Here's
a debate between Christopher Hitchens and Tariq Ali, sponsored by Democracy Now.
It's pretty interesting...you should read the whole thing. But I want to focus on this exchange:
AMY GOODMAN: Christopher Hitchens, your response to the debate Friday night.
CHRISTOPHER HITCHENS: Well, I must say I have never listened to Bush before. I've only sort of watched him, as it were. And there's something even more excruciating in a way about just hearing him. But it was a clear knockout, I thought, from his side. The people I feel sorry for, pitiful that Bush is, are those who are genuinely anti-war, such as yourself and Tariq, who find themselves having to hope, I presume, for the election of a Kerry-Edwards team that's committed to carrying on the war, except without the sense of conviction that, for example, I feel, that it's a just war and has to be won.
AMY GOODMAN: Tariq Ali.
CHRISTOPHER HITCHENS: It's an awkward situation for an anti-war person to be in.

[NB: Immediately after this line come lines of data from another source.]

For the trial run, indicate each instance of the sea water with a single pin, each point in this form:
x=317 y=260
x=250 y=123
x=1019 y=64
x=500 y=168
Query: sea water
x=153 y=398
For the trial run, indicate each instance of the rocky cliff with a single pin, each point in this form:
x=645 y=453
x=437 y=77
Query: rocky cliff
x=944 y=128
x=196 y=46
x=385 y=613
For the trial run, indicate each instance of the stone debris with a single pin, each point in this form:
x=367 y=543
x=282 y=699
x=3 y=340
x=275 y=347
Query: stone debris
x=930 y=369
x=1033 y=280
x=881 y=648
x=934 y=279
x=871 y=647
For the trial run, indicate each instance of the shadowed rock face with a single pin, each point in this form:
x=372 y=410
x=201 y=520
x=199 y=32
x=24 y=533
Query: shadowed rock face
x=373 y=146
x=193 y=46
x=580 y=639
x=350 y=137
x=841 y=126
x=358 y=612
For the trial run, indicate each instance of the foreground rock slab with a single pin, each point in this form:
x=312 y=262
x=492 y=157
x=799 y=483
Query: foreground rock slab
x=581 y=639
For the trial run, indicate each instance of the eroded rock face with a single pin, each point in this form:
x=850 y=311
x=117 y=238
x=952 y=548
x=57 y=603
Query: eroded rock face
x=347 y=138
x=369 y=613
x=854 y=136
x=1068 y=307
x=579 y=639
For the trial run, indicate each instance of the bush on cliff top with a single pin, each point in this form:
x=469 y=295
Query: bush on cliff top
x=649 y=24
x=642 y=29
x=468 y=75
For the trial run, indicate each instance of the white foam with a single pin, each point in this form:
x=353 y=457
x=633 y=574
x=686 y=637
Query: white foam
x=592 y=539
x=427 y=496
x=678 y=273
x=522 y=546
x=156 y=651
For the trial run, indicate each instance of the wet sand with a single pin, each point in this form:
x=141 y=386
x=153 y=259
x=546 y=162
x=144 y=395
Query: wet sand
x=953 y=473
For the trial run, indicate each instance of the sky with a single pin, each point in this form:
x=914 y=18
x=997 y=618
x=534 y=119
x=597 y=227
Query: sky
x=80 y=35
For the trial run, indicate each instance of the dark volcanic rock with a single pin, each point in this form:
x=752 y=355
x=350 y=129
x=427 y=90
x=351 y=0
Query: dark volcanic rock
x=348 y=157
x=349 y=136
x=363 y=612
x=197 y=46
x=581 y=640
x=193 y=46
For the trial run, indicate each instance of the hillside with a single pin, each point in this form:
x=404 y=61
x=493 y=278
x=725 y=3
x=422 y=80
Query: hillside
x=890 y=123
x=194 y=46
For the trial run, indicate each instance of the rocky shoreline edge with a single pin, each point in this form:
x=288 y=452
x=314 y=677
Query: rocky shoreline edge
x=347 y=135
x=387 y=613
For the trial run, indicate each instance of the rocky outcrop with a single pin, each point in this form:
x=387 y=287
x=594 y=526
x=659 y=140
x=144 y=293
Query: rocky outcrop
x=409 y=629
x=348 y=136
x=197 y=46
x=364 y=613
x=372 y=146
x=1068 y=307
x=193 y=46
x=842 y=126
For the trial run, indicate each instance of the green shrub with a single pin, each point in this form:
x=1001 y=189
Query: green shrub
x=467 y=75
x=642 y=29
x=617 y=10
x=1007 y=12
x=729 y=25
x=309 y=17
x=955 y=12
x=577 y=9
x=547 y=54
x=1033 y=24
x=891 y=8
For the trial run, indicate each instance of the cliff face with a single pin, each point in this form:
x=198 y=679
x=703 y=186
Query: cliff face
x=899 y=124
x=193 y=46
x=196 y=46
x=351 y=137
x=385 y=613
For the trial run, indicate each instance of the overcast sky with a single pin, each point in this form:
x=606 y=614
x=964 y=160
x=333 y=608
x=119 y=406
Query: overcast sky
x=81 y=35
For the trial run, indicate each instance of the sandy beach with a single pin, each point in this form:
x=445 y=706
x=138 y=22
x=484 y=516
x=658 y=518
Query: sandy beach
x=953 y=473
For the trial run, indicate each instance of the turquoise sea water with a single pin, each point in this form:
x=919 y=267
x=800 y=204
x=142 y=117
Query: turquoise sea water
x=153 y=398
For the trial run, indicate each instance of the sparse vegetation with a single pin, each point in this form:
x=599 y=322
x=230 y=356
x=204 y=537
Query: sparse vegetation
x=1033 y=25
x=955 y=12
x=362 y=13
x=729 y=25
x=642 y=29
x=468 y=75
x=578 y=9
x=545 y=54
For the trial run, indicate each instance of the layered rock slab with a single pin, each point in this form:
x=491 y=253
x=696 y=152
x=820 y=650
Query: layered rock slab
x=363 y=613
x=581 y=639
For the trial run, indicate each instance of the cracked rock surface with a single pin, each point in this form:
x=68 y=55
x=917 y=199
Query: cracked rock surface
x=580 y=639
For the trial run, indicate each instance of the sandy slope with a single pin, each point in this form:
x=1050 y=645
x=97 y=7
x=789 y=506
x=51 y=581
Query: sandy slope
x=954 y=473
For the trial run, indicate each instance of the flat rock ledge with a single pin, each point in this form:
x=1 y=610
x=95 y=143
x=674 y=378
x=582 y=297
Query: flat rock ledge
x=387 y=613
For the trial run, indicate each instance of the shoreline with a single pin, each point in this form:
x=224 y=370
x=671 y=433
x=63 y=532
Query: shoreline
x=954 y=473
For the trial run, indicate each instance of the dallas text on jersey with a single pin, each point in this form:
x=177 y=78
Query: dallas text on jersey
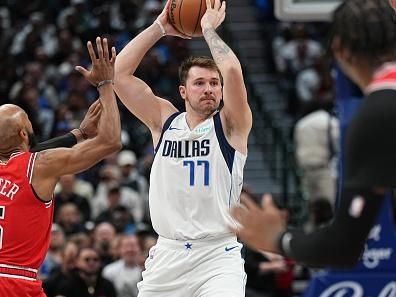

TARIQ ALI: Well, I'm afraid that Christopher is right about that. It is an awkward situation for us to be in, that the only person Ð that the candidate the Democrats have chosen has been extremely wishy-washy on the war and still can't come clean and say that if it's the wrong war in the wrong place, then the obvious thing he needs to do the minute he comes to power is organize an orderly withdrawal, which is not what he's saying.
Of course, I risk being called a broken record here, but perhaps that's because no one will answer the fucking question: If Iraq was the wrong war at the wrong time, why should we stay?